Avortement : la guerre est déclarée ?

Interview pour le magazine "Elle", le 24 mai 2019

En votant une loi restreignant drastiquement l’avortement, l’Etat de l’Alabama fait monter la crainte d’une privation de ce droit fondamental dans tout le pays et suscite une vague d’indignation.

Le trombinoscope est devenu viral. Sur la photo s’alignent les visages des sénateurs de l’Alabama, vingt-cinq hommes blancs, qui ont adopté le 14 mai la loi sur l’avortement la plus restrictive des États-Unis. Le texte interdit en effet la quasi-totalité des avortements, même en cas de viol et d’inceste, et prévoit dix à quatre-vingt-dix-neuf ans de prison pour les médecins pratiquant une IVG. Seuls les cas d’urgence vitale pour la mère ou d’anomalie létale du fœtus font exception. Cette régression sidérante s’explique en grande partie par la culture de cet État du Sud. « L’Alabama est emblématique du conservatisme, notamment sur le plan des rapports hommes-femmes, explique Cécile Coquet, maître de conférences en civilisation américaine. Aujourd’hui encore, il y est légal de payer les femmes 20 % de moins que les hommes. C’est un parfait exemple de ce que les démocrates appellent la guerre contre les femmes. » Mais l’Alabama n’est pas le seul État à menacer le droit à l’IVG. Ces dernières semaines, des « Heartbeat bills » ont été votées au Mississippi, en Géorgie, dans le Kentucky et l’Ohio. Elles prévoient l’interdiction d’avorter après six semaines de grossesse, soit le stade où les battements de cœur du  fœtus seraient détectables.

« DEUX TIERS DES AMÉRICAINS SOUTIENNENT LE DROIT À L’AVORTEMENT »
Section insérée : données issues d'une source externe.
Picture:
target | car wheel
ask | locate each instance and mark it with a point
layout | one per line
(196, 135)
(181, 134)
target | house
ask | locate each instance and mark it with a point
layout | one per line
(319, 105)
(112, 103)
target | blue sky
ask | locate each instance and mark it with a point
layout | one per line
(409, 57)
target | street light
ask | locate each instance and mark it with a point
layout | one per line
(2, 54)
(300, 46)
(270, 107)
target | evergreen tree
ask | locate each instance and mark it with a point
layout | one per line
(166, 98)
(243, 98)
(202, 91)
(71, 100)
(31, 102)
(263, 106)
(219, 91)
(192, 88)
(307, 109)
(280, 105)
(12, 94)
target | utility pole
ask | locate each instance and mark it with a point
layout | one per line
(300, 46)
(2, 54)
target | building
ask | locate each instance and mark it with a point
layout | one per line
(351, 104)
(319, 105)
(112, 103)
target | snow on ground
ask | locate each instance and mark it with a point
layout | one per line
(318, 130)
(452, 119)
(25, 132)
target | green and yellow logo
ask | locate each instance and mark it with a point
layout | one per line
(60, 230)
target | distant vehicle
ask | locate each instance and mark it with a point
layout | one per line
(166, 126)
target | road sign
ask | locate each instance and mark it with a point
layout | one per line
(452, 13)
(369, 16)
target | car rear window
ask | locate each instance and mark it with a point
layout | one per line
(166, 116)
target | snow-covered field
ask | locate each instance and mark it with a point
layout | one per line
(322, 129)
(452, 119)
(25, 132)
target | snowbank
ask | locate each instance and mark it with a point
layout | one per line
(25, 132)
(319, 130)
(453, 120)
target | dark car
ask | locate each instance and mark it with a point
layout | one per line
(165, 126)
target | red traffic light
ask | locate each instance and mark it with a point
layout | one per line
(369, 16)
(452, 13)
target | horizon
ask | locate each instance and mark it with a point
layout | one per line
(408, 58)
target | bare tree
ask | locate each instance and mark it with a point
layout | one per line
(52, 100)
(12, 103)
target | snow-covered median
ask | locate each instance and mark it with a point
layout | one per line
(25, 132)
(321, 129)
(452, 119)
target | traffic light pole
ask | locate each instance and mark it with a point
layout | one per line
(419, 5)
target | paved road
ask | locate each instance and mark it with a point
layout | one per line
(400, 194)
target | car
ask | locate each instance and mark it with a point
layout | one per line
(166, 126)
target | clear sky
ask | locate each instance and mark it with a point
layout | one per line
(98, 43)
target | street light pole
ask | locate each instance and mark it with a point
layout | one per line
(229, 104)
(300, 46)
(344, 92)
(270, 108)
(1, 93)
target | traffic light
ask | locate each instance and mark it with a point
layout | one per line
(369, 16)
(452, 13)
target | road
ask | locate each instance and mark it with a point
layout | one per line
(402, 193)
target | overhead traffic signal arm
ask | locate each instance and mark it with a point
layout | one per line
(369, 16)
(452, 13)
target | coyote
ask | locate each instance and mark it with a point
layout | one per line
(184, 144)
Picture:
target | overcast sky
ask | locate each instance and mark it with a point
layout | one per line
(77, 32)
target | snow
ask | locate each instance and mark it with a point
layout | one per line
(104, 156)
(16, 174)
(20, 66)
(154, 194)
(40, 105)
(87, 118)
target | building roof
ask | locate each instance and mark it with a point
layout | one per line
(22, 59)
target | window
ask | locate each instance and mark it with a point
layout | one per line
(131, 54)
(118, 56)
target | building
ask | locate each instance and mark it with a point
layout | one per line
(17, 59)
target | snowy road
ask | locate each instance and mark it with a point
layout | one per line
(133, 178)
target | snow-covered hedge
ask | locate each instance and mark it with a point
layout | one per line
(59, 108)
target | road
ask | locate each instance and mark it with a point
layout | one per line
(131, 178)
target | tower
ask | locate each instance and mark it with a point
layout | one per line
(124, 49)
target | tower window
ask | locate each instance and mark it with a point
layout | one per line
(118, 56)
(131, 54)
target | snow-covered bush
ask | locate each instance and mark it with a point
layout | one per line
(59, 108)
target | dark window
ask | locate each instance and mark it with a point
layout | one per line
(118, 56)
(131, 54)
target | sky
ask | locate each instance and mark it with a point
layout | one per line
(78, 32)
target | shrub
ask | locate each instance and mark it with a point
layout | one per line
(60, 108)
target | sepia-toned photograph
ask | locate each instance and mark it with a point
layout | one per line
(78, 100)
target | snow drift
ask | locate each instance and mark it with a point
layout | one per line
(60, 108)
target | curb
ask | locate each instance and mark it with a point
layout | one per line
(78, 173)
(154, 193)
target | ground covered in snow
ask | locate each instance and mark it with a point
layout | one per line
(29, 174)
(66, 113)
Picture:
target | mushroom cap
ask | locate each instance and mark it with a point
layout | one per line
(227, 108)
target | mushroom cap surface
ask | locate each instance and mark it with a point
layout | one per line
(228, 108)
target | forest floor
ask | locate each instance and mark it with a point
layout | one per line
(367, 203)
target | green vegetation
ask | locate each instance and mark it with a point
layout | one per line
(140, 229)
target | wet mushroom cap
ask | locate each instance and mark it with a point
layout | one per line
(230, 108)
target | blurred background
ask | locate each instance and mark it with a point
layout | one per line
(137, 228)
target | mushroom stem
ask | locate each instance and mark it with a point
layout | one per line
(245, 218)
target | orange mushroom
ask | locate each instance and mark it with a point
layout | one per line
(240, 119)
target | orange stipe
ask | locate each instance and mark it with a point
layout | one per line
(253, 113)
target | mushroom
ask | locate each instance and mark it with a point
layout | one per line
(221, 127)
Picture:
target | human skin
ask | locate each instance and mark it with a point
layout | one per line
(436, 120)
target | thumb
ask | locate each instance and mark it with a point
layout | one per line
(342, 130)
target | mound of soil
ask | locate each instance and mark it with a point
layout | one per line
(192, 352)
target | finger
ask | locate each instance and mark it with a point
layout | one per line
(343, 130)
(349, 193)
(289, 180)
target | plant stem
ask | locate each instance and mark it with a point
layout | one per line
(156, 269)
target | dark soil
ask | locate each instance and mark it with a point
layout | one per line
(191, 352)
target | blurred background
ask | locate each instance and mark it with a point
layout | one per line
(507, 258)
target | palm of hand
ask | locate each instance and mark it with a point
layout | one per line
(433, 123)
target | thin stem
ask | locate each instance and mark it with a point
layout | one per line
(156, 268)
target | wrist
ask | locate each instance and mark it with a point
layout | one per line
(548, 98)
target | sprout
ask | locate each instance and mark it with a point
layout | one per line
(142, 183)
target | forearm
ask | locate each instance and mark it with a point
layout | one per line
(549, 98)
Comment l’Amérique en est-elle arrivée là ? « Depuis des mois, les anti-avortement essaient de grignoter ce droit. Cela peut être par l’obligation, pour les mineures, d’avoir l’autorisation de leurs parents, ou par la mise en place de règles de sécurité absurdes dans les cliniques », constate le politologue Dominique Simonnet*. « Tout cela est le résultat d’un travail militant de long terme mené par les  »pro-life ». Il y a aussi le poids des lobbys, comme la Federalist Society, qui a soufflé à Donald Trump le nom des juges à nommer à la Cour suprême. Sans compter que le président comme le vice-président Pence – anti-avortement notoire – ont besoin de l’électorat évangéliste », détaille Marie-Cécile Naves**, responsable de l’observatoire Genre et géopolitique à l’Iris (Institut de relations internationales et stratégiques).
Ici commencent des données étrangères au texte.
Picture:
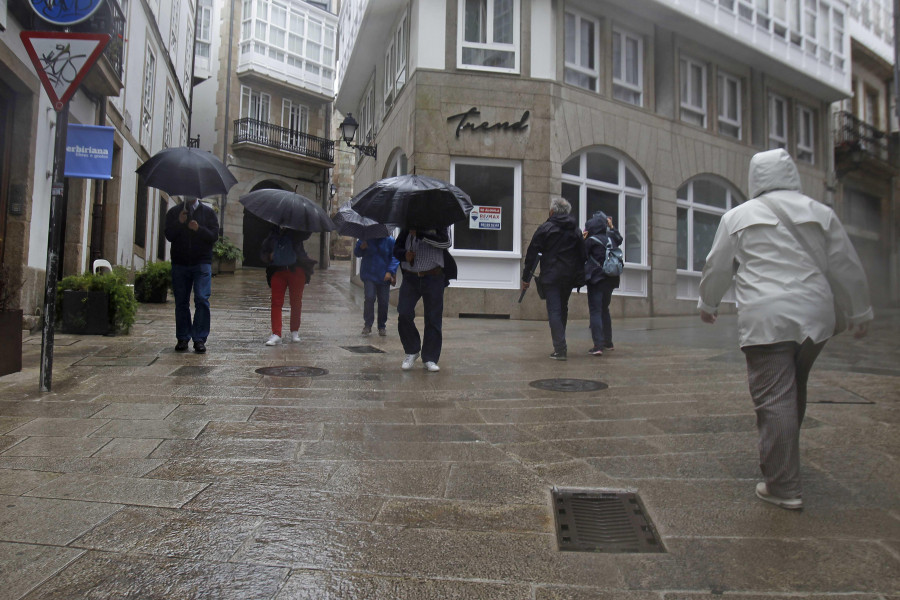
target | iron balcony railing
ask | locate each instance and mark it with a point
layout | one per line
(855, 135)
(288, 140)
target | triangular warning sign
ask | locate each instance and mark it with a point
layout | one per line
(63, 59)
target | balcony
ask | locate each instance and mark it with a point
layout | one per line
(859, 145)
(255, 133)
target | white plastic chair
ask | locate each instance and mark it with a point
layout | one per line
(101, 264)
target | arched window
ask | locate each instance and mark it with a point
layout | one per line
(701, 203)
(602, 179)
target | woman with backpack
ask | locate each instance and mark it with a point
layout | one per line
(601, 273)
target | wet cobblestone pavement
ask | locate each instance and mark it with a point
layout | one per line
(157, 475)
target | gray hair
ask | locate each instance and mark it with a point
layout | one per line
(560, 206)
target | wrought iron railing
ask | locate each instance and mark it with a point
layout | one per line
(852, 134)
(288, 140)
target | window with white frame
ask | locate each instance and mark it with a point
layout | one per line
(495, 184)
(582, 51)
(489, 35)
(778, 120)
(147, 100)
(294, 123)
(729, 105)
(628, 67)
(806, 134)
(693, 92)
(167, 122)
(605, 180)
(701, 202)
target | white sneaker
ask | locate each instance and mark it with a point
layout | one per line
(409, 361)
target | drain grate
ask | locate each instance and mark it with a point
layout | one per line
(363, 349)
(191, 371)
(292, 371)
(603, 521)
(568, 385)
Mais, cette fois, les attaques sont frontales : il s’agit de remettre en cause le droit fondamental à l’IVG aux États-Unis, consacré par l’arrêt Roe vs Wade rendu par la Cour suprême en 1973, dont tout le monde parle. Car si la Cour décide d’examiner puis de valider la loi votée en Alabama, d’autres États pourraient suivre. En attendant, les « pro-choice » ont suspendu son entrée en vigueur dans l’État du Sud en portant plainte. La menace d’une victoire des pro-life auprès de la Cour suprême est-elle réelle ? Si, depuis la nomination de deux juges par Donald Trump, celle-ci compte cinq conservateurs sur neuf membres, « il est toutefois peu probable que les juges acceptent d’entendre le cas de l’Alabama, car cela pourrait ternir l’image de l’institution. Et deux tiers des Américains soutiennent le droit à l’avortement », nuance Marie-Cécile Naves.

Envers et contre Trump, la résistance s’organise donc. Voir les manifestantes déguisées en servantes écarlates devant la Chambre de l’État d’Alabama donne l’étrange impression que la saison 3 de la série produite par Hulu se joue dans les rues de Montgomery. Sur les réseaux sociaux, des célébrités comme Reese Witherspoon, Rihanna, Emma Watson, Lady Gaga ou encore Ellen DeGeneres ont partagé leur indignation, Alyssa Milano a appelé à une grève du sexe, et Busy Philipps a lancé le hashtag viral #YouKnowMe (« tu me connais »), invitant les femmes à raconter leurs histoires d’IVG. La colère féministe crépite, mais c’est dans les urnes que les droits des femmes pourront être sauvés. Alors que la campagne pour la présidentielle de 2020 s’accélère, la question de l’avortement s’annonce au coeur des débats politiques.

* « La Défaite des femmes » (éd. Plon).

** « Trump, la revanche de l’homme blanc » (éd. Textuel).

Cet article a été publié dans le magazine ELLE du 24 mai 2019.